IV. Procedural History and Outcome


A federal court jury awarded Tompkins damages. The Court
of Appeals affirmed the verdict.
The Supreme Court reversed and remanded.

V. Issue
Does the law of the several states applied by the federal
courts as rules of decision in civil cases include all the
decisional or common law of the states?

VI. Holding
Yes, on substantive law matters.

VII. Reasoning
According to scholarly research, Swift misinterpreted s34
of the Federal Judiciary Act of 1789. The construction
given to it by the court was erroneous; the purpose of the
section was merely to make certain that, in all matters
except those in which some federal law is controlling, the
federal courts exercising jurisdiction in diversity of
citizenship cases would apply as their rules of decision
the law of the State, unwritten as well as written.

In applying the doctrine of Swift, there were political and


social defects. The impossibility of discovering a
satisfactory line of demarcation between the province of
general law and that of local law developed a new well of
Justin McCallon

uncertainties. In attempting to promote uniformity of the


law throughout the US, the doctrine had prevented
uniformity in the administration of the law of the State.

Except in matters governed by the Federal Constitution or


by Acts of Congress, the law to be applied in any case is
the law of the State. Whether the law of the State shall
be declared by its Legislature in a statute or by its
highest court in a decision is not a matter of federal
concern.

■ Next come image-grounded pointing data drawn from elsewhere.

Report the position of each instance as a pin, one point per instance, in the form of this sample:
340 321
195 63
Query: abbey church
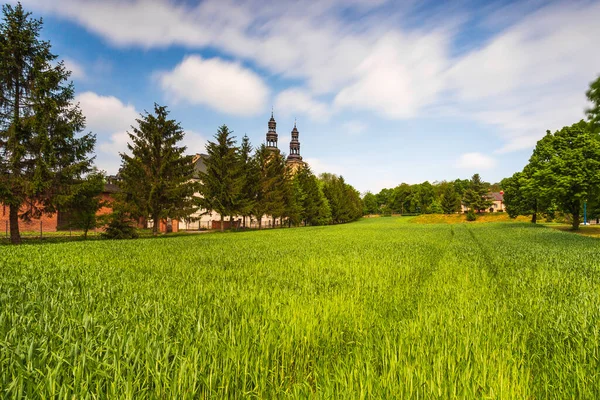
294 159
205 219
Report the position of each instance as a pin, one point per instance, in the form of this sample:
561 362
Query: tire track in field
490 265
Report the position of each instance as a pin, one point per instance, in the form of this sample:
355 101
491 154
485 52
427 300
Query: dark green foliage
85 201
471 216
120 226
157 178
249 176
566 168
270 167
476 196
41 155
522 196
315 207
401 198
593 113
370 205
223 181
450 202
344 201
436 208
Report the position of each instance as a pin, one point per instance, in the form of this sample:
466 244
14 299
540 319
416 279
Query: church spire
272 133
294 146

There is no general federal common law and no
clause in the Constitution purports to confer such power
upon the federal courts. The only authority is the State,
and the voice adopted by the State as its own, whether it
be of its Legislature or of its Supreme Court should utter
the last word. In applying s34 of the Federal Judiciary
Act of 1789, the Courts (in applying Swift) have invaded
rights reserved by the Constitution to the several States.

VIII. Concurrence – Reed


The laws of the states include in their meaning the
decisions of the local tribunes.

The law between procedural and substantive law is hazy but


no one doubts federal power over procedure.